Scott, I love you but this is a hugely poison pilled policy that will build AT BEST a few hundred homes per year BY DESIGN. This is not something to be celebrating or congratulating Vancouver on.
And Justin McElroy:
this did happen, but also staff admitted that due to the regulations only a few hundred new units would likely be created each year, so "bold" and "huge" are somewhat contestable adjectives here
Can they be challenged to hold themselves accountable? Is there some metric (homes built, I'd suggest) where they can set themselves a bar, and agree to not-run-again if the bar isn't met?
I'd like somebody to show a graph of total housing, which at least is a rising line, if not fast enough - then draw in the line that they're going to make happen, the steeper one. With an agreement to step aside if they don't succeed.

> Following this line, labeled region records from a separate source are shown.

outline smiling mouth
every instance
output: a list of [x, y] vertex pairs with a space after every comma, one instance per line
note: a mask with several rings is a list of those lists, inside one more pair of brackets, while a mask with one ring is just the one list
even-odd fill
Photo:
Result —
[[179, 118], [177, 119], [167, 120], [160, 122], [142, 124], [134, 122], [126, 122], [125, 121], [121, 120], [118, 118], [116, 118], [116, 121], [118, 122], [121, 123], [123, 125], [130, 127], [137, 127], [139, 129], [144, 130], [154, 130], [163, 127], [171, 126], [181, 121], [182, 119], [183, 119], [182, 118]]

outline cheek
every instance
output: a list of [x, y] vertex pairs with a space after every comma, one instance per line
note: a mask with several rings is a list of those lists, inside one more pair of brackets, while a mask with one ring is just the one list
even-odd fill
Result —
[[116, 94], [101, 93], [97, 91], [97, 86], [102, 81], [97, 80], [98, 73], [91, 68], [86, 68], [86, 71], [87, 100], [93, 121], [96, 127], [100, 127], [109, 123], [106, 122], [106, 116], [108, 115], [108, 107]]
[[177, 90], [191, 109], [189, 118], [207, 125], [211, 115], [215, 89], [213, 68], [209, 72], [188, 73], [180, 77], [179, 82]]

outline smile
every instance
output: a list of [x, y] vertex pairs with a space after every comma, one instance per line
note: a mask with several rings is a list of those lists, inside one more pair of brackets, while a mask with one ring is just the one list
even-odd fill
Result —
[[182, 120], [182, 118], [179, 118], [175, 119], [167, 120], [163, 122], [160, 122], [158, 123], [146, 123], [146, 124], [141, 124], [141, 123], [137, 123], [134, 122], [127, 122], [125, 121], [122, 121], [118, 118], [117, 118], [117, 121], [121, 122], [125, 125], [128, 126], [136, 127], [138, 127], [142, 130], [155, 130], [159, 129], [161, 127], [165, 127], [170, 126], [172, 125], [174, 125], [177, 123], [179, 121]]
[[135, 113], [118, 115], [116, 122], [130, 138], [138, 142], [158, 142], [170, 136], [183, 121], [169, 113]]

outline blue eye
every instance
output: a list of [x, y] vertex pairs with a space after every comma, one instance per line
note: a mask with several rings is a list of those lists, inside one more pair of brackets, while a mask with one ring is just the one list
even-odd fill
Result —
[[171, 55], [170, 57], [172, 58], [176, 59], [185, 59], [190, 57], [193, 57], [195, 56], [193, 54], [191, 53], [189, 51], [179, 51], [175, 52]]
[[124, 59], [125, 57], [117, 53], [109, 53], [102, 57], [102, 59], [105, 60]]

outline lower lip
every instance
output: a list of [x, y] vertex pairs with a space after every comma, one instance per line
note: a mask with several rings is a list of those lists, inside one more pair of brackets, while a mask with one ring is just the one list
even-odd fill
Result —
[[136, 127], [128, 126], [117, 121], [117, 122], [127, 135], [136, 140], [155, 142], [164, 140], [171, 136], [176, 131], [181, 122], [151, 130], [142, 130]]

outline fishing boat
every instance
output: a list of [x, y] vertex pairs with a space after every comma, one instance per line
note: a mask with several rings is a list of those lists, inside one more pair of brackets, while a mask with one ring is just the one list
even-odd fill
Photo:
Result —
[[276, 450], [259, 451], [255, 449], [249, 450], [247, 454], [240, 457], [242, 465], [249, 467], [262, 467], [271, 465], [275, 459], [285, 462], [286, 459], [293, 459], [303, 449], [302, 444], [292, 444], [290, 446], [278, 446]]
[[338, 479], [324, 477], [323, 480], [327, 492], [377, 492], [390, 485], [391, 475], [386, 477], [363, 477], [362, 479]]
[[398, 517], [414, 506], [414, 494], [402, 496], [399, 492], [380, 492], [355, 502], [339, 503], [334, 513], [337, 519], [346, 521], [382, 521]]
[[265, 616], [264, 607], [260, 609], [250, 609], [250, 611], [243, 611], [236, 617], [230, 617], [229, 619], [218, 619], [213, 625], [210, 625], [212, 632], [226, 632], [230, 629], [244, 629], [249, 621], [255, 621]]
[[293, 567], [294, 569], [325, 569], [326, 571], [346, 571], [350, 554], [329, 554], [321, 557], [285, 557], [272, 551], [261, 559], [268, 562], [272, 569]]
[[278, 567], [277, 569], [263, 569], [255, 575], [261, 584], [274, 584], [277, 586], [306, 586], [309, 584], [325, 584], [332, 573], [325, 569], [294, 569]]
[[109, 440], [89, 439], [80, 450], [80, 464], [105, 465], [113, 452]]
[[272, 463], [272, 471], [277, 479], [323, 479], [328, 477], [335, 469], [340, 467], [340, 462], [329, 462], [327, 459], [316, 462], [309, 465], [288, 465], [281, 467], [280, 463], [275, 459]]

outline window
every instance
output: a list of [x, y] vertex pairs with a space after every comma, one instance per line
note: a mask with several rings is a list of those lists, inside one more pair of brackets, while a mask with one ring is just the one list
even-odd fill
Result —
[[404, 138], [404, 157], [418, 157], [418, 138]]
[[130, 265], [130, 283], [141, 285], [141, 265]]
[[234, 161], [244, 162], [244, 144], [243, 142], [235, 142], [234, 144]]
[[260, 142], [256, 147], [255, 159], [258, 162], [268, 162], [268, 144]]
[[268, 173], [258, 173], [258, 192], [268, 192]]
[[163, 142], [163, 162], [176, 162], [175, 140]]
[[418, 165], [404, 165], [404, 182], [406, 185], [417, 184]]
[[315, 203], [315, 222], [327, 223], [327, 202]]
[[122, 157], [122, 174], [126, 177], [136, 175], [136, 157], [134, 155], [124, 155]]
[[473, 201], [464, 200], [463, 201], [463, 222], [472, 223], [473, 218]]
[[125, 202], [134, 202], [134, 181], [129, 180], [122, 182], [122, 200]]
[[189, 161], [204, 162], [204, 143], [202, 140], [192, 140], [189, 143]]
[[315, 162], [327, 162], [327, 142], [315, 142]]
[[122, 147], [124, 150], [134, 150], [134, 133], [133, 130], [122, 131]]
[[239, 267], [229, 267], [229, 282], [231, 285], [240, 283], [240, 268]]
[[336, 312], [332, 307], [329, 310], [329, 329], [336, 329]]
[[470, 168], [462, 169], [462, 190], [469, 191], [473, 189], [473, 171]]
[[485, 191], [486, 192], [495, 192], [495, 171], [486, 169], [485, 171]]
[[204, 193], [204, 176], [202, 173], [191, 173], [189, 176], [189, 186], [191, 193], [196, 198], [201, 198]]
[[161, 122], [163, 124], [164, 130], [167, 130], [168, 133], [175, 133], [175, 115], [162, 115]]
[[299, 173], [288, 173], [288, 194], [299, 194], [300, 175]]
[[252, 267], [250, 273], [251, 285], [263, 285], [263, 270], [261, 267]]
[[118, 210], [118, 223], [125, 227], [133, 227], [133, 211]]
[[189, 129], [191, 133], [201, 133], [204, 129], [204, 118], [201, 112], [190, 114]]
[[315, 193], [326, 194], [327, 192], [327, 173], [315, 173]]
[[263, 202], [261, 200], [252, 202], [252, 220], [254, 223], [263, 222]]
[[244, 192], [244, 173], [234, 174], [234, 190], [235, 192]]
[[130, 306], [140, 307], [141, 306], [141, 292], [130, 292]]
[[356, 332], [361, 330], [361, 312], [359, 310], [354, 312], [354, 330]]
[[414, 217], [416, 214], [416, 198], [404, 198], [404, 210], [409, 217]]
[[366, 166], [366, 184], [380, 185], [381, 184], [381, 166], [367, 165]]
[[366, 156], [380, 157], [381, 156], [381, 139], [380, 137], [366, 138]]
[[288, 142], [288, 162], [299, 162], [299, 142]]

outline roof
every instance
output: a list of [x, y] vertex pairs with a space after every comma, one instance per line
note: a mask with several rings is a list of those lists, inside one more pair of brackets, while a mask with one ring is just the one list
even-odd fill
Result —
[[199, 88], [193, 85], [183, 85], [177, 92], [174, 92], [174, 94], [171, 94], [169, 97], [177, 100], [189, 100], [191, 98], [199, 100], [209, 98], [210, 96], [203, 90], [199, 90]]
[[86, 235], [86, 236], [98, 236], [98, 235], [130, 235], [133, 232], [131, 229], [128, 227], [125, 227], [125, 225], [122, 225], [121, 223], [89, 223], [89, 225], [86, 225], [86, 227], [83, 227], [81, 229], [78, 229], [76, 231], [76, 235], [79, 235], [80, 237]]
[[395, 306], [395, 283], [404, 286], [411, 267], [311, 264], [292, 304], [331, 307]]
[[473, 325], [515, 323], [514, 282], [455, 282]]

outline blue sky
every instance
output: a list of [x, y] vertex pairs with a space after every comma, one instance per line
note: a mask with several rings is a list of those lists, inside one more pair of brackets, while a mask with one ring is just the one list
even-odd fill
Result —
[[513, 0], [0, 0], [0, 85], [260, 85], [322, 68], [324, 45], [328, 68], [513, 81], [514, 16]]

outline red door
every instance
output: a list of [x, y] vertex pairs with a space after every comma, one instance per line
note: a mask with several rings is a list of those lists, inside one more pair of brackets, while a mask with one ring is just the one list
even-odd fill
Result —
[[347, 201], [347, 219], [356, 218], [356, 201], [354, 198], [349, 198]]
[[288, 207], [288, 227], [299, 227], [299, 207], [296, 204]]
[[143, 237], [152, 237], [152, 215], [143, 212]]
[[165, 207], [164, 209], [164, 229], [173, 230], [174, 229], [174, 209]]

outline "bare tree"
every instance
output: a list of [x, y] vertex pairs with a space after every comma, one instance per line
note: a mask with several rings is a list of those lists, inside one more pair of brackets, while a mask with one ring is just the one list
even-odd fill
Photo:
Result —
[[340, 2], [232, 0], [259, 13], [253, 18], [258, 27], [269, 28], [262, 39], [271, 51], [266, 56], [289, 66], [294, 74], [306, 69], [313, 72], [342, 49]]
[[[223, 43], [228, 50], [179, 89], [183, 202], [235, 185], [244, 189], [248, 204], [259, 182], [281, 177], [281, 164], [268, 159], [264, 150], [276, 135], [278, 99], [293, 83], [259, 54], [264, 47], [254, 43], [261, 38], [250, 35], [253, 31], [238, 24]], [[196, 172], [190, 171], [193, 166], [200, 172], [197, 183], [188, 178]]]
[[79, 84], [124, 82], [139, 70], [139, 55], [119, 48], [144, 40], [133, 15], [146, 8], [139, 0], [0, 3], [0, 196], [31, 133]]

With most city councils, they can dodge with "I'm not a dictator, can't be held responsible for collective failure". But THIS city council has a majority, and claim to be one united group. (Are they a party? Whatever...)
So, they should be able to make promises. If they can't, they should be reminded of it all the time. "You won't make promises, because you have no confidence in your big plans, either. Why should we?" etc.
It's kind of a pleasure to be talking about about a material problem you can apply metrics to. Far better than talking about "culture" .
I really appreciate this post and that your links make it easy to access the counsel notes!